We in the uk are paying around $6.60 a gallon (or £3.71)

This difference is the US road system is subsidised by general revenue
where in most parts of the world the gas tax pays for it. You could
look on it as a $3.00 a gallon subsidy.

You might say, so what, it still comes out of almost the same pockets
in the end anyway. But the problem with the US system it artificially
lowers the cost of transportation, so that people do silly things like
buy vegetables transported 5000 miles rather than buy locally grown
ones. They use trucking rather than rail freight even though rail is
more energy efficient.

see http://mindprod.com/money/subsidy.html
http://mindprod.com/environment/kyoto.html#LOCALLY
 
R

Roedy Green

I don't know if you been here in the states, but we are just plain pigs
with our cars. Everyone has one to their own and never shares and we
waste our time in countless of hours of gridlock. Don't know if it's
like that across the pond, but I am beginning to think high gas prices
may be a good thing on non-shipping consumers.
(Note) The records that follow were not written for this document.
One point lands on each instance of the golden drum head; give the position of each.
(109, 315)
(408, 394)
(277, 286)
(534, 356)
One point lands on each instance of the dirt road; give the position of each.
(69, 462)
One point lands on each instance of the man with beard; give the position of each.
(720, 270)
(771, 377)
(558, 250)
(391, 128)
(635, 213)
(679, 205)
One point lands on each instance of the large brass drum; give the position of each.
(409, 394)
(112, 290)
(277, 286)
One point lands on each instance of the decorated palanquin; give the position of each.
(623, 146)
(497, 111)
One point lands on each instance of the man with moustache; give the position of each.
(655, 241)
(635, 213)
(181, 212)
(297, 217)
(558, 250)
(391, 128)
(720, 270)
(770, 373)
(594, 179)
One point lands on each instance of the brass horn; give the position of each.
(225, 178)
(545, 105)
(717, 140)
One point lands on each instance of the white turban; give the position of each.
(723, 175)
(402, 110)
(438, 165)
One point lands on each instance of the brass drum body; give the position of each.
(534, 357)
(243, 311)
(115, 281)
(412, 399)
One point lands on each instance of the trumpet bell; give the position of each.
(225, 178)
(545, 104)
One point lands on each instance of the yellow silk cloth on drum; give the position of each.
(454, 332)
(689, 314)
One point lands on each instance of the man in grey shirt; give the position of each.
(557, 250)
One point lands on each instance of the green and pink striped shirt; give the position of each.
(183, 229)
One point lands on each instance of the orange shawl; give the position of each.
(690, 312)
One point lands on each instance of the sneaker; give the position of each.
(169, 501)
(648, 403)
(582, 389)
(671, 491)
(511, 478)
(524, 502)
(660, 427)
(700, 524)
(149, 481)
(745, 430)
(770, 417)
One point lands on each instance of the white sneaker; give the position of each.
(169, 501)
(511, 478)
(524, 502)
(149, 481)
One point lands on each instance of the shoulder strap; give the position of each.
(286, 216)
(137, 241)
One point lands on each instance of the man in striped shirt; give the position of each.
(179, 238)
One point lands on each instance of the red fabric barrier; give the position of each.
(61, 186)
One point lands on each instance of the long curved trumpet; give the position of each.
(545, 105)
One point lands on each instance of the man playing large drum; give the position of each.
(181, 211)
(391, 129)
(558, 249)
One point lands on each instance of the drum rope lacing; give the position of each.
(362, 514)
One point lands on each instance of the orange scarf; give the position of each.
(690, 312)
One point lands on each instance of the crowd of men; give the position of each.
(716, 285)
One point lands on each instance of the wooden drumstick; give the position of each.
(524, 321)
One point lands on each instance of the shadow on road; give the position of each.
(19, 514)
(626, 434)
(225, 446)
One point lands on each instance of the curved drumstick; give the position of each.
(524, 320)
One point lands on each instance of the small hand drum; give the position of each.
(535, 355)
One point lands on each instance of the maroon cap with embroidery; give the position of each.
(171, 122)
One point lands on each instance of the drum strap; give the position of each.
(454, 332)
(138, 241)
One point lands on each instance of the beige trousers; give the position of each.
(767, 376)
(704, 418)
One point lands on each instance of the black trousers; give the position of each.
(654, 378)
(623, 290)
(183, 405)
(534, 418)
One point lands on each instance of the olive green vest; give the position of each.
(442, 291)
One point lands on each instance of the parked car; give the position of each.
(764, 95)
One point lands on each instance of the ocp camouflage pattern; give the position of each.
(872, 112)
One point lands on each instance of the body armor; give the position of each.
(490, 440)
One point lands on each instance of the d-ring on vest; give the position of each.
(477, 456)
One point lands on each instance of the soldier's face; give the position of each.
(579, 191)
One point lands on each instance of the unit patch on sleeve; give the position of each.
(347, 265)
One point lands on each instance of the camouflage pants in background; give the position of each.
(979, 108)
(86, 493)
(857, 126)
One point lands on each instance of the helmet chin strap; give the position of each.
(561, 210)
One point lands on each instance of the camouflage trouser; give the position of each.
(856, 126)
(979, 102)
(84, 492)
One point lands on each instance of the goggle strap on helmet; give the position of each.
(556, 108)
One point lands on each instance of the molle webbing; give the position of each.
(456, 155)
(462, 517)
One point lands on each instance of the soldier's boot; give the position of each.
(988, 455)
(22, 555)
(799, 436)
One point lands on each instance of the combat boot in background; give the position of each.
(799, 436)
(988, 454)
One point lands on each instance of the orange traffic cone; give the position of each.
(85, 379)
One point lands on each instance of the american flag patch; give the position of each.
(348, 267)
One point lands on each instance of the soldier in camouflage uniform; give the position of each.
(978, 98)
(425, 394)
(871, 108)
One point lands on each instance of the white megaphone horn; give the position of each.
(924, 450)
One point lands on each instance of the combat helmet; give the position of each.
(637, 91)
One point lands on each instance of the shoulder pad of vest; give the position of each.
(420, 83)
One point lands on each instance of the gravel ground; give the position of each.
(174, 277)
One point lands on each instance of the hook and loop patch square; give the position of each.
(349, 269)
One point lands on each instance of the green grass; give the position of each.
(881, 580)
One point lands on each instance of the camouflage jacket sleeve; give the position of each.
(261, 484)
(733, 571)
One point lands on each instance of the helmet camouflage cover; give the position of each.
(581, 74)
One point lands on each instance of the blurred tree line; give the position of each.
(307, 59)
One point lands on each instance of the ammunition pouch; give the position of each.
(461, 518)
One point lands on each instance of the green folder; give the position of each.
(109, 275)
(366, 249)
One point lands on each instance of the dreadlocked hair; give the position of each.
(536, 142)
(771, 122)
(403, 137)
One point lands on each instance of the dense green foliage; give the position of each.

when I was last there they had their mini rush hour traffic jams, but
nothing like the ones I've see in the USA and Canada.

The big difference is the train system. I burst out laughing at the
announcements that came over the PA in a John Cleese deeply serious
voice "We deeply regret that the train to Twickenham on Entwhistle
will be a minute and 30 seconds late." The trains are huge, spacious,
frequent, safe and comfortable. That is how you would get to work.

The people silently read newspapers. In the Netherlands the trains
are rolling parties. Everyone talks to everyone and smokes, both pot
and tobacco.
 
A

Andrew McDonagh

Roedy said:
This difference is the US road system is subsidised by general revenue
where in most parts of the world the gas tax pays for it. You could
look on it as a $3.00 a gallon subsidy.

You might say, so what, it still comes out of almost the same pockets
in the end anyway. But the problem with the US system it artificially
lowers the cost of transportation, so that people do silly things like
buy vegetables transported 5000 miles rather than buy locally grown
ones. They use trucking rather than rail freight even though rail is
more energy efficient.

see http://mindprod.com/money/subsidy.html
http://mindprod.com/environment/kyoto.html#LOCALLY

:)

We also pay a Car Tax for road use. Without it, you cant even keep a
car on a public road - never mind drive one on it!